E1221 22:10:38.183781      79 leaderelection.go:252] error retrieving resource lock efs-provisioner/ endpoints "" is forbidden: User "system:serviceaccount:efs-provisioner:default" cannot get endpoints in the namespace "efs-provisioner"

I am using the RBAC config from the external-storage/aws/efs/deploy/rbac.yaml file (with the namespace replaced where needed), but I'm still getting the above errors. I'm trying to debug what is wrong with the RBAC setup...

This is in an EKS cluster, running 1.11.5.

geerlingguy commented Dec 21, 2018

So turns out the issue for me was related to #953 — there are some missing rules in the RBAC ClusterRole which prevented the efs-provisioner service account from being able to do what it needed to do.

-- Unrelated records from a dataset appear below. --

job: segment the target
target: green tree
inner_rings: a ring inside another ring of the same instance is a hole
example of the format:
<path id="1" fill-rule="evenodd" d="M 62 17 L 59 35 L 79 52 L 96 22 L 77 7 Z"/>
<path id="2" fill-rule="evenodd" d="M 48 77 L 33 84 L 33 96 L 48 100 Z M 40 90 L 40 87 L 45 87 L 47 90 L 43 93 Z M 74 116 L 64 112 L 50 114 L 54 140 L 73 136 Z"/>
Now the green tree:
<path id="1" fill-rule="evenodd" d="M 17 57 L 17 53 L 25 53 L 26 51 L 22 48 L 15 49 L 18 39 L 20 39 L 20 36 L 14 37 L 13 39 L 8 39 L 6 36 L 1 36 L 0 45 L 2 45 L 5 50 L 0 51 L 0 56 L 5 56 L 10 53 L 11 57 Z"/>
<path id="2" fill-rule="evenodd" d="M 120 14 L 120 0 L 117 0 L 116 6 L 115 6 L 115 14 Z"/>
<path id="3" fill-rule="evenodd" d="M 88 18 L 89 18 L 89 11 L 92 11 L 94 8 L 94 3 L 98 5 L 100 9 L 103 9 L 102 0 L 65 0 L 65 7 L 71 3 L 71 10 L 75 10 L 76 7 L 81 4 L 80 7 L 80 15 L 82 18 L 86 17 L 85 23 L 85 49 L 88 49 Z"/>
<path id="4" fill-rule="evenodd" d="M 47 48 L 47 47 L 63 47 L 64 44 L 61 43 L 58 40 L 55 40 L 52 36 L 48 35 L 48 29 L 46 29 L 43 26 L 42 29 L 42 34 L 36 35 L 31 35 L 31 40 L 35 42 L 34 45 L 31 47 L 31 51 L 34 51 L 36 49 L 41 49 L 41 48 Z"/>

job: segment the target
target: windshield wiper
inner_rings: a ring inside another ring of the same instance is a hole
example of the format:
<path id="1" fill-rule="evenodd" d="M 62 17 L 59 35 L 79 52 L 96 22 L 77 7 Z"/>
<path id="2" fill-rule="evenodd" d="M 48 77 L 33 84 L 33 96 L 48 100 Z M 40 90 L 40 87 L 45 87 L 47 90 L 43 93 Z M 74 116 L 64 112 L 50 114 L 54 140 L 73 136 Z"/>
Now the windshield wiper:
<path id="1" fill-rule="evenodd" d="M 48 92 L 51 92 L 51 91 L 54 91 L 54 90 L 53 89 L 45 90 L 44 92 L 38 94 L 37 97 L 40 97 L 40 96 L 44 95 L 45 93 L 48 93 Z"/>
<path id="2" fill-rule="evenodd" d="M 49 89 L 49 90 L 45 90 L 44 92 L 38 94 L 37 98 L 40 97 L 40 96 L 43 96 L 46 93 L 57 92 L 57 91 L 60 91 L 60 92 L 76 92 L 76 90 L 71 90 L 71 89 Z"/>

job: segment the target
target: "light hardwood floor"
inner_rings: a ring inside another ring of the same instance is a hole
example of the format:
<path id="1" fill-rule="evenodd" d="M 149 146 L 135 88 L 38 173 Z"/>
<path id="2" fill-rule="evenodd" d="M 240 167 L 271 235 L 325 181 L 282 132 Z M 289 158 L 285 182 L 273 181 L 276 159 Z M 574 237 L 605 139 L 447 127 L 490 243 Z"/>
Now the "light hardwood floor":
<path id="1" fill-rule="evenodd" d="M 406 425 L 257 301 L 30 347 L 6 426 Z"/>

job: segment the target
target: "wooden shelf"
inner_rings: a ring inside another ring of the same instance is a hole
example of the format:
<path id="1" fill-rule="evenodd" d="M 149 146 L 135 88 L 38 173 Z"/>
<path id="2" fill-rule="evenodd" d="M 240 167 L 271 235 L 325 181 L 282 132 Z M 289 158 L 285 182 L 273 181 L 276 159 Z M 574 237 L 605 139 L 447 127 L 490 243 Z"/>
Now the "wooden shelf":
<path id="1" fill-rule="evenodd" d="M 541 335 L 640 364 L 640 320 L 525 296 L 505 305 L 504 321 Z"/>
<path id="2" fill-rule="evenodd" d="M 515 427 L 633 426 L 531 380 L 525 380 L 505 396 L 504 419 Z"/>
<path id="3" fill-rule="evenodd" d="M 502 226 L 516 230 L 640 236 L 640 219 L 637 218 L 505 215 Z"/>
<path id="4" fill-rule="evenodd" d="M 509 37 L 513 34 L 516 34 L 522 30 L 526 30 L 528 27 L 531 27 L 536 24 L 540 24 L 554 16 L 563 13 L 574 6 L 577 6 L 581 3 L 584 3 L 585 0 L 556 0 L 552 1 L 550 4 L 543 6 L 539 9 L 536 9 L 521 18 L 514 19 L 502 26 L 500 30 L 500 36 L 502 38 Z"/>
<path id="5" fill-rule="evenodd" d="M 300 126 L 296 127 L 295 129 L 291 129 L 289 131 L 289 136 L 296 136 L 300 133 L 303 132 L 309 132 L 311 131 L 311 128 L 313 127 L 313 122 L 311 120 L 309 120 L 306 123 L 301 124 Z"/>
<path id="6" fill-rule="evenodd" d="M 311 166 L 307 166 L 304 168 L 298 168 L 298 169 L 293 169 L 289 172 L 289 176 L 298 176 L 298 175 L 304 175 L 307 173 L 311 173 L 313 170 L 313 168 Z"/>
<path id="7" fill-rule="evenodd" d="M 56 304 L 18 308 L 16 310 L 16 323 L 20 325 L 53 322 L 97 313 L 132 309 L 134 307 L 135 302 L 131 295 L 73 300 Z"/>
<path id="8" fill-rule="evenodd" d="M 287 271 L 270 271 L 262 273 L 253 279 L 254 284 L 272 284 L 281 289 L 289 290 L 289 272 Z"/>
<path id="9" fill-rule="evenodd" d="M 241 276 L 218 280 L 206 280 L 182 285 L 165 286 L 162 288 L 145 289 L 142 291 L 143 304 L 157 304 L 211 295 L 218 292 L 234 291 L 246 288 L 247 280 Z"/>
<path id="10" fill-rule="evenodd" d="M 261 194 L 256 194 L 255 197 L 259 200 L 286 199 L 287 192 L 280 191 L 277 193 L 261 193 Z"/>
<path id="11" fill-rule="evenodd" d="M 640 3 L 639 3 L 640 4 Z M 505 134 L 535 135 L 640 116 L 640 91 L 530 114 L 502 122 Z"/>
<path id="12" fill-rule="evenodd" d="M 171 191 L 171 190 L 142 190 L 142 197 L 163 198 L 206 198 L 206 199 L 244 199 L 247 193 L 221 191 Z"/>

Adding the following lines to the rules in the ClusterRole fixed it for me:

  - apiGroups: [""]
    resources: ["endpoints"]
    verbs: ["get", "list", "watch", "create", "update", "patch"]


I also added a ServiceAccount for the provisioner:

apiVersion: v1
kind: ServiceAccount
  name: efs-provisioner
  namespace: default

And attached that serviceAccount to my pod spec for the efs-provisioner Deployment:

      serviceAccount: efs-provisioner
        - name: efs-provisioner

Finally, I had to put the Role and RoleBinding into the namespace as well.

@geerlingguy This worked for me. Thank you a ton!

weisjohn commented Feb 4, 2019

@geerlingguy also worked for me, thanks for the great explanation!

@k8s-ci-robot k8s-ci-robot added lifecycle/rotten Denotes an issue or PR that has aged beyond stale and will be auto-closed. and removed lifecycle/stale Denotes an issue or PR has remained open with no activity and has become stale. labels Jun 4, 2019
I think that it's your RBAC configuration issue. If you specify some namespace parameters in your RBAC yaml file, you can refer to this file: Only specify namespace parameter in ClusterRoleBinding/RoleBingding Subjects section. Also don't forget to add endpoints permission in your ClusterRole resource.

Copy link

wiltonfelix commented Jun 23, 2019

@liozzazhang thanks, that fixed my problem!